Ammetto che le mie frequentazioni con la fantascienza sono piuttosto occasionali, però ogni tanto un bel libro me lo leggo volentieri.
Arthur C. Clarke (1917-2008), anzi sir Arthur, è ovviamente l'autore del romanzo che sta alla base di 2001: Odissea nello spazio, oltre che co-autore della sceneggiatura del film. Ma Clarke fu anche molto altro: autore di moltissimi libri di sci-fi (insieme a Heinlein e Asimov, è considerato uno dei maestri del genere), divulgatore scientifico sulla stampa e in TV, esploratore subacqueo, nonché laureato in matematica e fisica e, durante la II Guerra Mondiale, uno dei primi ad usare i nuovi radar antiaerei. Passò gli ultimi anni della sua vita in Sri Lanka, dedicandosi alla sua passione per le immersioni, e provate a chiamarlo scemo...
Ora, il mio problema con la fantascienza è che spesso suona irrimediabilmente datata: astronavi su cui non c'è traccia di computer, mondi futuribili sui quali si comunica via radio e telegrafo, calcolatori che funzionano a valvole, costumi anni Settanta, e così via.

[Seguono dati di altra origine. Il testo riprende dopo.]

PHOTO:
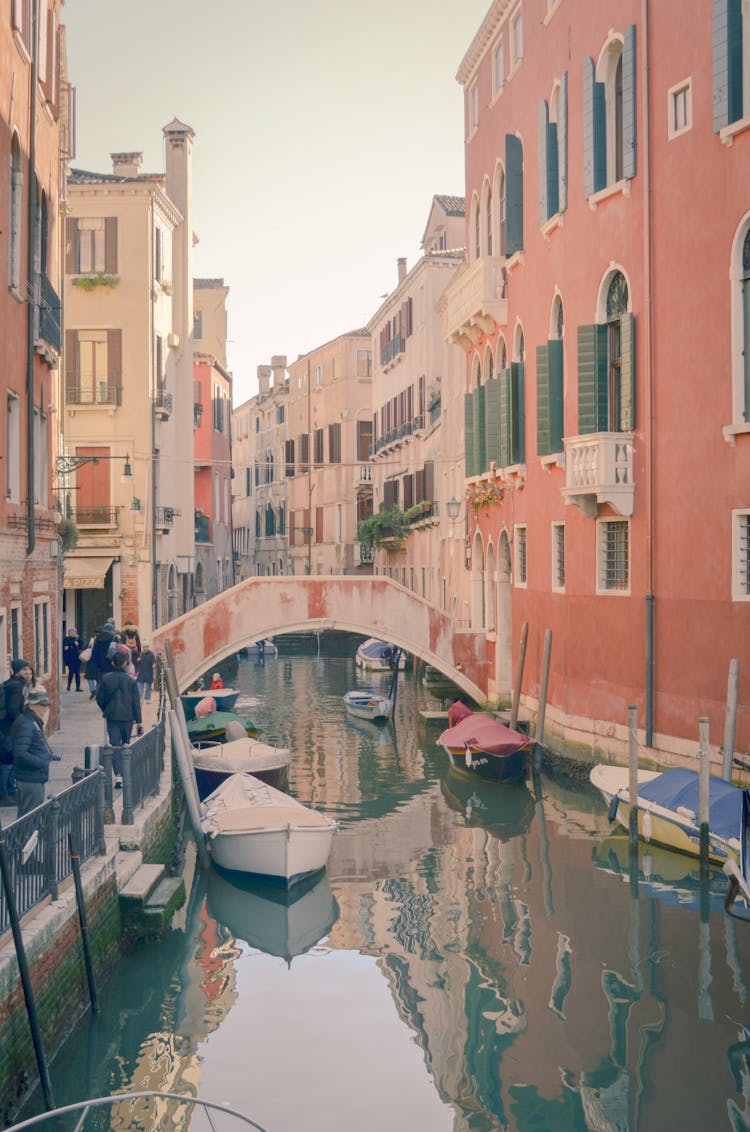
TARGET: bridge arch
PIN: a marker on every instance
(264, 607)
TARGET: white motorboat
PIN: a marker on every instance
(255, 829)
(667, 809)
(214, 762)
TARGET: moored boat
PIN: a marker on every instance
(667, 808)
(485, 747)
(253, 829)
(214, 762)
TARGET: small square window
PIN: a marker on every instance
(559, 557)
(520, 556)
(613, 554)
(679, 109)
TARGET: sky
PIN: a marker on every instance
(324, 128)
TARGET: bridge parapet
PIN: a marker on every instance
(264, 607)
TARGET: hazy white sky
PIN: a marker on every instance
(322, 130)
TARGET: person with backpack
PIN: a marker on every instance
(120, 702)
(14, 693)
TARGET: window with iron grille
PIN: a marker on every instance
(520, 556)
(613, 550)
(558, 556)
(741, 556)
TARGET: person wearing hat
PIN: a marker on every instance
(118, 697)
(15, 692)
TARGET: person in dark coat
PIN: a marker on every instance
(71, 658)
(118, 697)
(32, 757)
(15, 694)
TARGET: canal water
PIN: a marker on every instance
(476, 957)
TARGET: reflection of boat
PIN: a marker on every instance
(667, 876)
(215, 726)
(372, 705)
(279, 922)
(251, 828)
(215, 762)
(485, 747)
(739, 874)
(376, 654)
(667, 808)
(224, 699)
(506, 813)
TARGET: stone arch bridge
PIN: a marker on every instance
(378, 607)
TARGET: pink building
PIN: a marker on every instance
(604, 311)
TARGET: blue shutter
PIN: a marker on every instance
(562, 140)
(555, 394)
(468, 435)
(544, 121)
(542, 402)
(514, 195)
(492, 417)
(592, 379)
(627, 374)
(629, 125)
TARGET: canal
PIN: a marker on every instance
(475, 958)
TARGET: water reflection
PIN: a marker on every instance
(498, 959)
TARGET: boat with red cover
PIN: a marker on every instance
(484, 747)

Qui, Clarke riesce invece nell'impresa di costruire un romanzo di fantascienza perfettamente verosimile, che immagina le difficoltà dei primi coloni impegnati a rendere abitabile il pianeta Marte. Per tutto il testo, non ci sono quasi elementi spettacolari: niente duelli stellari, niente dischi volanti, niente alieni con le antennine verdi (i marziani in realtà ci sono, ma sono molto diversi da come li si immagina di solito), niente eroi in tute scintillanti. Piuttosto, descrizioni di laboratori, sistemi di produzione dell'ossigeno, cupole isolanti, respiratori, fuoristrada.
In effetti, un plot romanzesco c'è: la storia di uno scrittore di fantascienza, inviato su Marte per realizzare un reportage, e che lì troverà un nuovo senso per la sua vita e anche l'occasione per rimediare ad alcuni errori del passato. E poi c'è una sottotrama di fantapolitica: ma anche lì niente di epico o di mozzafiato.
Come tutto ciò risulti in un romanzo interessante e a tratti persino avvincente, lo si deve ovviamente alla penna di Clarke. Lettura estiva più che gradevole.
1 commento:
Neanch'io sono un appassionato della fantascienza, per la ragione che dici tu e anche perché romanzi e racconti di fantascienza si limitano spesso all'ingegnosità della 'trovata' senza o quasi elaborazione letteraria; del resto, i loro lettori non sembra chiedano di più. È diverso il caso del cinema di fantascienza, che è sempre stato ambito di elaborazione e sperimentazione linguistica.
Infine, Sergio!!!, devo ricordare perfino a te che i libri non si traducono da soli? ;-)
Questo è stato tradotto da Maria Gallone.